Reduction of compositional heterogeneity
In the alignment B, 55% of sequences (63 sequences in total) failed at 0.05 significance level the chi2 test of compositional homogeneity as implemented in IQ-TREE v. 2.3.6 (Nguyen et al. 2015). Since compositional bias amongst the sequences was shown to lead to errors in phylogeny reconstruction (Jermiin et al. 2004; Gruber et al. 2007; Blanquart and Lartillot 2008; Duchêne et al. 2017; Goremykin 2023), a sampling of sites with the reduced compositional heterogeneity from the above alignment was performed with the BMGE programme (Criscuolo and Gribaldo 2010).
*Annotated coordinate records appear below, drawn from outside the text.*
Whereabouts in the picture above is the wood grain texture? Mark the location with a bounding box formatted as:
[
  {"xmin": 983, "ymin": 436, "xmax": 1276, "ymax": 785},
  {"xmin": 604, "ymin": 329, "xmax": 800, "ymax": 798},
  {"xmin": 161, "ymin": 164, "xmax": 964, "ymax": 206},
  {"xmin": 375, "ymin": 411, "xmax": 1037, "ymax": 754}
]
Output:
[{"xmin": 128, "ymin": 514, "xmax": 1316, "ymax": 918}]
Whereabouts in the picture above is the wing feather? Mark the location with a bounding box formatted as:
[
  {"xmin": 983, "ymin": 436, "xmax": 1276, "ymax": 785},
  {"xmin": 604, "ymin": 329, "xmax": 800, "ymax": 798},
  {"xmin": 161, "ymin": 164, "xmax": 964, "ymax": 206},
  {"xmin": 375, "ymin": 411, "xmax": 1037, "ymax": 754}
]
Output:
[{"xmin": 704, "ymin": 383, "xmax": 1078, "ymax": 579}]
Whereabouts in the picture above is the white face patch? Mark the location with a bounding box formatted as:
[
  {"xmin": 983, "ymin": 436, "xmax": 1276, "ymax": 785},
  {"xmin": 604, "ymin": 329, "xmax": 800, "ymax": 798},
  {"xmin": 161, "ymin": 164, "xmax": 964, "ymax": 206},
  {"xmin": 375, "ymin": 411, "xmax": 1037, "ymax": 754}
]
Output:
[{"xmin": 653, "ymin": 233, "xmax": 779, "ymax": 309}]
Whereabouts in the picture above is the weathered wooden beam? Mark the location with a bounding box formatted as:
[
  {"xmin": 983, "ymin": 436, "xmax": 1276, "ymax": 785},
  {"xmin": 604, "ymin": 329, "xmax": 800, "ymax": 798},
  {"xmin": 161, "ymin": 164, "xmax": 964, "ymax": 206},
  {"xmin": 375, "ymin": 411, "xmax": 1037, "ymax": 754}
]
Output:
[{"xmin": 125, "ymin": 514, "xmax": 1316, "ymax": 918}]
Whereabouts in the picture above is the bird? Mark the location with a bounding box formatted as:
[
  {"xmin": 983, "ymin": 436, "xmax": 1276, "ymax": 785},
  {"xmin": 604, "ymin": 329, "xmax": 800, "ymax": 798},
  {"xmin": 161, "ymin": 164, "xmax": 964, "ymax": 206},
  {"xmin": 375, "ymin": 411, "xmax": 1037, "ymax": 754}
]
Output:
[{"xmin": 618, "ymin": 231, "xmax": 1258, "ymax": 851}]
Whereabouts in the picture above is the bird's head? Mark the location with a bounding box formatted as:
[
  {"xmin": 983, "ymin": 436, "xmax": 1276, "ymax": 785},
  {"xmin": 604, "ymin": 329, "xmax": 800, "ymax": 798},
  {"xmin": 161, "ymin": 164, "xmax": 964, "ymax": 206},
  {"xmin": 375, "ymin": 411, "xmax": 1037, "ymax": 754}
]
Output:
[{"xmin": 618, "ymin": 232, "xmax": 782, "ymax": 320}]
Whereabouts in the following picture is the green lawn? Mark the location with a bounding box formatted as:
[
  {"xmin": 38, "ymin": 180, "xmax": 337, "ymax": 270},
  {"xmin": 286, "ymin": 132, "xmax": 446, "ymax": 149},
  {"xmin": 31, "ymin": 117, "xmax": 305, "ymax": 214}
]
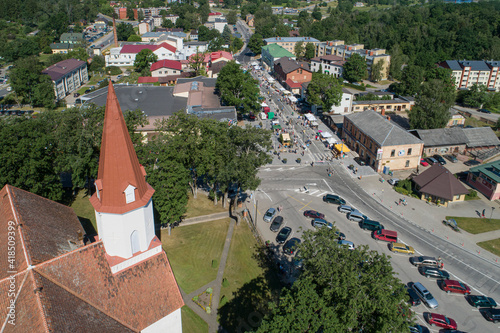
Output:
[
  {"xmin": 446, "ymin": 216, "xmax": 500, "ymax": 234},
  {"xmin": 181, "ymin": 305, "xmax": 208, "ymax": 333},
  {"xmin": 477, "ymin": 238, "xmax": 500, "ymax": 256},
  {"xmin": 70, "ymin": 190, "xmax": 97, "ymax": 233},
  {"xmin": 161, "ymin": 218, "xmax": 230, "ymax": 294},
  {"xmin": 186, "ymin": 192, "xmax": 229, "ymax": 218}
]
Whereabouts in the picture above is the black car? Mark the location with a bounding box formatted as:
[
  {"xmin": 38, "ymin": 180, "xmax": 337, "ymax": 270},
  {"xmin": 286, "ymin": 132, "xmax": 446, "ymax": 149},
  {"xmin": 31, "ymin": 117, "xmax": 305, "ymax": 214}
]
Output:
[
  {"xmin": 406, "ymin": 288, "xmax": 422, "ymax": 306},
  {"xmin": 418, "ymin": 267, "xmax": 450, "ymax": 279},
  {"xmin": 323, "ymin": 194, "xmax": 345, "ymax": 205},
  {"xmin": 283, "ymin": 237, "xmax": 300, "ymax": 255},
  {"xmin": 276, "ymin": 227, "xmax": 292, "ymax": 244},
  {"xmin": 464, "ymin": 160, "xmax": 481, "ymax": 166},
  {"xmin": 269, "ymin": 215, "xmax": 283, "ymax": 232},
  {"xmin": 481, "ymin": 308, "xmax": 500, "ymax": 323},
  {"xmin": 433, "ymin": 154, "xmax": 446, "ymax": 165}
]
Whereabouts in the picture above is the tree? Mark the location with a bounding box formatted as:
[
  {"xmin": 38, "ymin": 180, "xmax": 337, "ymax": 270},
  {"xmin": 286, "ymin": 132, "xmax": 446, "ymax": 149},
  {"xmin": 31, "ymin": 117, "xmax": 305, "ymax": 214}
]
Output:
[
  {"xmin": 307, "ymin": 72, "xmax": 342, "ymax": 112},
  {"xmin": 370, "ymin": 59, "xmax": 385, "ymax": 82},
  {"xmin": 248, "ymin": 33, "xmax": 264, "ymax": 54},
  {"xmin": 342, "ymin": 53, "xmax": 367, "ymax": 83},
  {"xmin": 226, "ymin": 10, "xmax": 238, "ymax": 25},
  {"xmin": 127, "ymin": 35, "xmax": 142, "ymax": 42},
  {"xmin": 408, "ymin": 80, "xmax": 455, "ymax": 129},
  {"xmin": 134, "ymin": 49, "xmax": 158, "ymax": 72},
  {"xmin": 116, "ymin": 22, "xmax": 135, "ymax": 41},
  {"xmin": 215, "ymin": 61, "xmax": 259, "ymax": 114},
  {"xmin": 304, "ymin": 43, "xmax": 315, "ymax": 61},
  {"xmin": 257, "ymin": 228, "xmax": 413, "ymax": 333},
  {"xmin": 293, "ymin": 41, "xmax": 305, "ymax": 59}
]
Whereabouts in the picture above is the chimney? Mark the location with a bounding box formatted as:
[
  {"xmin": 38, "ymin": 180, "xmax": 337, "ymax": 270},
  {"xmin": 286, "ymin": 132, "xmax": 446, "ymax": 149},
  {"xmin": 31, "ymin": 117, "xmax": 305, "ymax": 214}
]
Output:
[{"xmin": 113, "ymin": 14, "xmax": 118, "ymax": 47}]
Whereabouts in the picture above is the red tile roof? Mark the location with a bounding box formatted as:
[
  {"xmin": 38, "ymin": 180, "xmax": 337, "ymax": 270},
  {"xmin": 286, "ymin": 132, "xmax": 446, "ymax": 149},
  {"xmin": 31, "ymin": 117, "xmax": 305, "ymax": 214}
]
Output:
[
  {"xmin": 150, "ymin": 59, "xmax": 182, "ymax": 72},
  {"xmin": 120, "ymin": 43, "xmax": 177, "ymax": 54},
  {"xmin": 90, "ymin": 82, "xmax": 154, "ymax": 214},
  {"xmin": 137, "ymin": 76, "xmax": 158, "ymax": 83}
]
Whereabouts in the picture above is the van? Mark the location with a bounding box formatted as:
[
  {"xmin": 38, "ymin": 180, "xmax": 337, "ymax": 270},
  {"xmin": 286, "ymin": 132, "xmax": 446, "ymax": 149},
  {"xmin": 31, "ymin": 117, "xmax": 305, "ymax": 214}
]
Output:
[
  {"xmin": 412, "ymin": 282, "xmax": 438, "ymax": 309},
  {"xmin": 359, "ymin": 219, "xmax": 384, "ymax": 231},
  {"xmin": 372, "ymin": 229, "xmax": 398, "ymax": 243},
  {"xmin": 347, "ymin": 210, "xmax": 366, "ymax": 222}
]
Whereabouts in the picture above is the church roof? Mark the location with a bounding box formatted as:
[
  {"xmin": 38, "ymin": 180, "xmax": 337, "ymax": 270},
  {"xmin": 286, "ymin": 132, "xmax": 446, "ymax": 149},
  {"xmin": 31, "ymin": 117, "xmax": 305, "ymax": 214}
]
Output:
[
  {"xmin": 90, "ymin": 83, "xmax": 154, "ymax": 214},
  {"xmin": 0, "ymin": 185, "xmax": 184, "ymax": 333}
]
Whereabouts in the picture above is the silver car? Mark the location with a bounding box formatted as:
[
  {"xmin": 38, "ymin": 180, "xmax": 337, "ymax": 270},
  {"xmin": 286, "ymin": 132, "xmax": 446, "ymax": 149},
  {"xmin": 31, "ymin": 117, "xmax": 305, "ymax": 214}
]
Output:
[
  {"xmin": 264, "ymin": 207, "xmax": 276, "ymax": 222},
  {"xmin": 412, "ymin": 282, "xmax": 438, "ymax": 309}
]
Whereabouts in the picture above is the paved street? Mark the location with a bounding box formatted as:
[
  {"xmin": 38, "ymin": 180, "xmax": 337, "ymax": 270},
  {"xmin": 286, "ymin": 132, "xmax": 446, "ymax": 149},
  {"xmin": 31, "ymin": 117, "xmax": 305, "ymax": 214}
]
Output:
[{"xmin": 246, "ymin": 66, "xmax": 500, "ymax": 332}]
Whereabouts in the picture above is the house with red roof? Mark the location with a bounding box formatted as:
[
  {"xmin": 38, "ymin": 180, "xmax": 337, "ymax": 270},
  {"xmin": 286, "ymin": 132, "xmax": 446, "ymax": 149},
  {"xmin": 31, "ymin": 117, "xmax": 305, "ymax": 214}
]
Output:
[
  {"xmin": 150, "ymin": 60, "xmax": 186, "ymax": 77},
  {"xmin": 105, "ymin": 42, "xmax": 178, "ymax": 66},
  {"xmin": 0, "ymin": 84, "xmax": 184, "ymax": 333}
]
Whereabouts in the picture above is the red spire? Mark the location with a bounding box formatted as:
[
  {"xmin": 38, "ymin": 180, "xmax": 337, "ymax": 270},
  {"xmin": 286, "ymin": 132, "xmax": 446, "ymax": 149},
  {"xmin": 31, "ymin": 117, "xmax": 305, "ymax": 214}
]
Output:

The thorough search algorithm as implemented in the program (“-s YES” option), allowed us to identify the 70,401 position-long vertical partition of the alignment B wherein all the sequences passed the above mentioned chi2 test, as well as all matched-pairs tests of marginal symmetry (Stuart 1955), performed using the SymTest programme (Ababneh et al. 2006) at 0.05 significance level. These data (henceforth referred to as the “alignment C”) is publicly available in the Zenodo repository (https://doi.org/10.5281/zenodo.14945427).
Alignment quality assessment
In order to compare alignment quality, two approaches were used – one that identifies and removes stretches of contiguous alignment positions with low conservation (as implemented in Gblocks) and another one that trims divergent sequences borne on very long branches (as implemented in Phylopypruner). Gblocks-based alignment trimming was performed, based on the 653,307 position-long concatenated alignment of 1,292 protein alignment files that were provided as supplementary material by Díaz-Escandón et al. (2022) using -b5=h -b3=4 command line options that were used for preliminary selection of blocks for the alignment B. The alignment B file was subject to the analogous trimming procedure for the purpose of comparison. In order to assess the quality of individual protein alignments, both alignments mentioned above were split on to the alignment partitions corresponding to the individual proteins and each partition file was subject to the Gblocks-based alignment trimming with the above parameters.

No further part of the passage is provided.